1. Introduction

In 1965, Gordon E. Moore predicted a doubling every year in the number of components in an integrated circuit [Moo65]. He revised the prediction in 1975 to a doubling every two year [Moo75] and later revisions suggest a slight decrease in the growth rate, while the growth rate, here 50 years after Moore’s first prediction, is not seriously predicted to fade out in the next decade. In the first many years, the increase in components per chip area, as predicted by “Moore’s law”, had a direct influence on processor speed. The personal computer was getting popular and software providers were happy beneficials of the so-called “free lunch”, which made programs running on single Central Processing Units (CPUs) double in speed whenever new processors hit the market.
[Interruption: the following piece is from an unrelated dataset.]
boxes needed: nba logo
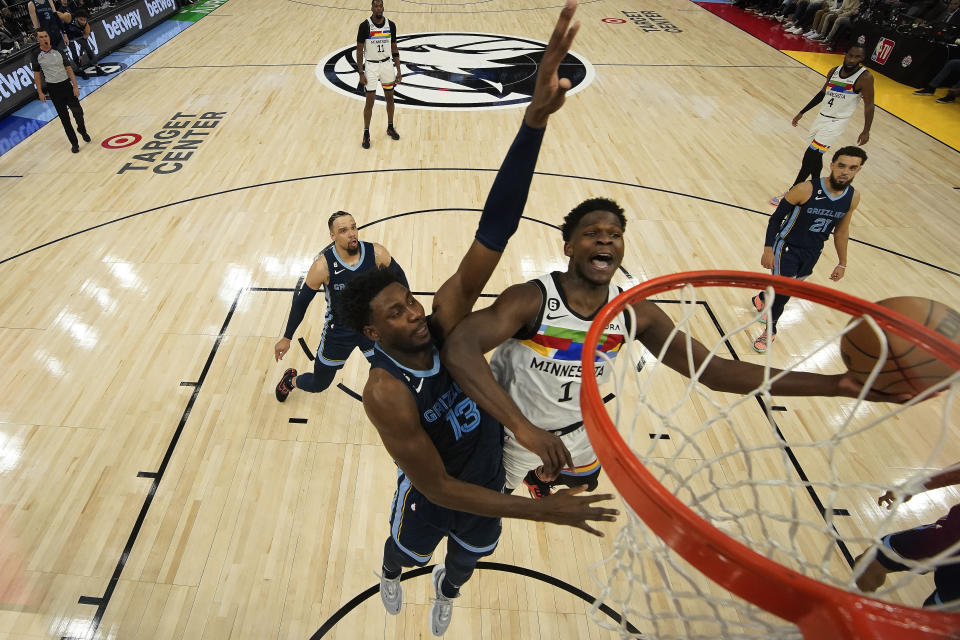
[872,38,895,65]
The days of the “free lunches” for sequentially written programs is over. The physical speed limit for sequential processing units has pretty much been reached. Increases in processor clock frequency introduces heat problems that are difficult to deal with and chip providers have instead turned their focus on providing multiple cores in the same chip. Thus, for programs to run faster on ever new architectures, programs will have to make use of algorithms and data structures that benefit from simultaneous, that is parallel, execution on multiple cores. Newer architectures, such as Graphical Processing Units (GPUs), host a high number of cores that are designed for parallel processing and over the coming decade, we will see a drastic increase in the number of cores hosted in each chip.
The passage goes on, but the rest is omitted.